Linda Manassee Buell was a prisoner of Pomerado Road.
Panic attacks, fear of open spaces and fear of driving kept her captive, at least in her mind. The thought of venturing beyond an eight-mile stretch of Pomerado Road in Poway terrified her.
Buell, 46, managed to overcome her fears—with help from a tech-savvy psychologist and an innovative treatment that uses the same kind of virtual reality technology found in video arcades.
To help Buell conquer her phobias, San Diego psychologist Brenda Wiederhold strapped goggles on her patient then immersed her in a digital world full of the very things that scared her most.
Buell had never heard of virtual reality treatment until she called Brenda Wiederhold’s office. Even hearing Wiederhold describe over the telephone one of the treatments—driving a car in the virtual world and getting stuck in traffic jam in tunnel—made Buell nervous. She knew how terrifying something like that in real life could be.
On the first visit, Wiederhold plunked Buell down in the middle of a virtual plaza surrounded by old European buildings.
The first thing Buell did was look for a way out.
And that was exactly what Wiederhold would have predicted.
When Buell did find her way out, it led to an open grassy field that was just as nerve-wracking. She quickly returned to the plaza because, she explained, “there were people there, and I figured I could ask them for help.”
Buell worked her way up to virtual driving in later therapy sessions.
She donned the virtual reality goggles, sat behind an actual steering wheel and pressed her foot on an actual accelerator until she came to a small tunnel.
“My first reaction was to look for the exit to the tunnel,” Buell said. “I wanted to see the hole at the other end.”
She made it through.
The more Buell exposed herself to her fears in these virtual worlds, the more confident, and less anxious she became—until she got to the point where she could venture, little by little, into the real world.
Her sessions ended, but Buell sees her recovery as ongoing.
She credits Wiederhold’s treatment as much as the virtual reality with helping her. “It’s a tool,” Buell said. “Brenda doesn’t focus on the technology.

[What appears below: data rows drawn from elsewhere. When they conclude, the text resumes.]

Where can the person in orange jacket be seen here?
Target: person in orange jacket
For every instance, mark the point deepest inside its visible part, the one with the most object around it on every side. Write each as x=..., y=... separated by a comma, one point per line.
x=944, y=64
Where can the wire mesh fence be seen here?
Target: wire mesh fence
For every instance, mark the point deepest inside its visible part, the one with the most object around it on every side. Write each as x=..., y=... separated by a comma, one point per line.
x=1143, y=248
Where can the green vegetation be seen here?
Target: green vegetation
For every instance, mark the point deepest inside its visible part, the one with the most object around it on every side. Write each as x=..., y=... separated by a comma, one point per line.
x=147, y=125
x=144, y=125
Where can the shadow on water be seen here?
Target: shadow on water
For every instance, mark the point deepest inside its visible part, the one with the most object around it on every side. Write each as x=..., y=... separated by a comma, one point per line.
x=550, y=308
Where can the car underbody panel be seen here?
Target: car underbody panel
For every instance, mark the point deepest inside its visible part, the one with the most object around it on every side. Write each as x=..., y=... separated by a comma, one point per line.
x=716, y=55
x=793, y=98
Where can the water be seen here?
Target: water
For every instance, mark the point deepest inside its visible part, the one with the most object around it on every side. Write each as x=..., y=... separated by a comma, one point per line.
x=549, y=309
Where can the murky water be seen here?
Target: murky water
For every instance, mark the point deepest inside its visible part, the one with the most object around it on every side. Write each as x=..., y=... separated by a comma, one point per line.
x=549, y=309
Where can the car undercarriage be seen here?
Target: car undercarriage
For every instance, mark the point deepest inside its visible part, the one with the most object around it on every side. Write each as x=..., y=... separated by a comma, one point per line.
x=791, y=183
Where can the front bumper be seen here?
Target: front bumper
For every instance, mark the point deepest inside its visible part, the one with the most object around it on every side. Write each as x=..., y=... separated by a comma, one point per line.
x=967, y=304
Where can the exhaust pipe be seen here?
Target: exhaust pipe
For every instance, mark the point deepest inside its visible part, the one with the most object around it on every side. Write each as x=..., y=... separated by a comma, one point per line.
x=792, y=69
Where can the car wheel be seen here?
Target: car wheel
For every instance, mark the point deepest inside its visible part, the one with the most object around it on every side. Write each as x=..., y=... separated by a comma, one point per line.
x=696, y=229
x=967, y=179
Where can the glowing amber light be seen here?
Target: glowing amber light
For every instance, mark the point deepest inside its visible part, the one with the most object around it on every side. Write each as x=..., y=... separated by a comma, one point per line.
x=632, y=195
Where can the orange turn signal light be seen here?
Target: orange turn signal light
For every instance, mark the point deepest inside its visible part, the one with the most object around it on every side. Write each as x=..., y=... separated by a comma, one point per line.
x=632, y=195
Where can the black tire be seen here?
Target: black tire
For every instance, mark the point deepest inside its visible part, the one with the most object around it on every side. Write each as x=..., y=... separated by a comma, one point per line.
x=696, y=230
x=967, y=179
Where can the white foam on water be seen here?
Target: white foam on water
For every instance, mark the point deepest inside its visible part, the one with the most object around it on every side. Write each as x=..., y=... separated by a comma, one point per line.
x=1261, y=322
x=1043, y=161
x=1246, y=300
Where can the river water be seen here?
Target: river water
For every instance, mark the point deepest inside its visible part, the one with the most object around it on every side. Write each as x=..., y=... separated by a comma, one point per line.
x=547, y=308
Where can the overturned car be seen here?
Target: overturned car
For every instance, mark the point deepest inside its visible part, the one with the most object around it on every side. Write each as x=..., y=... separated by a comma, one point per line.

She uses the technology as a part of the whole.”
For more information on Linda’s story, click here.
Emetophobia is very real—and can make life extremely challenging.
For as long as she can remember, Rachel has been afraid of vomit. And not just afraid in the way that everyone finds vomit unpleasant. She has a diagnosable fear of vomiting known as emetophobia.
“The first moment my parents and I really realized I had a more significant reaction than most people to vomit was when I was very young,” she says. “We were driving through a Christmas light show. The finale was a tunnel of flashing lights, and my little cousin was sick next to me in the car. I started panicking, and I even opened the car door while we were still driving in an attempt to get away from the situation as quickly as possible.”
Years of vomit anxiety followed, whether she was sick herself, saw someone else who was ill, or even saw vomit on the ground or on TV. “While some people might say, ‘ew, gross,’ but then move on with their lives, the scene replays in my head for a long time after,” she says.
Fear is totally normal, but a phobia—of vomit, flying, heights, snakes, and more—is problematic. “A phobia is a diagnosable disorder that impacts people’s lives negatively,” says clinical psychologist Brenda K. Wiederhold, PhD, MBA, president of the Virtual Reality Medical Center in California, where she treats people with anxiety disorders using VR.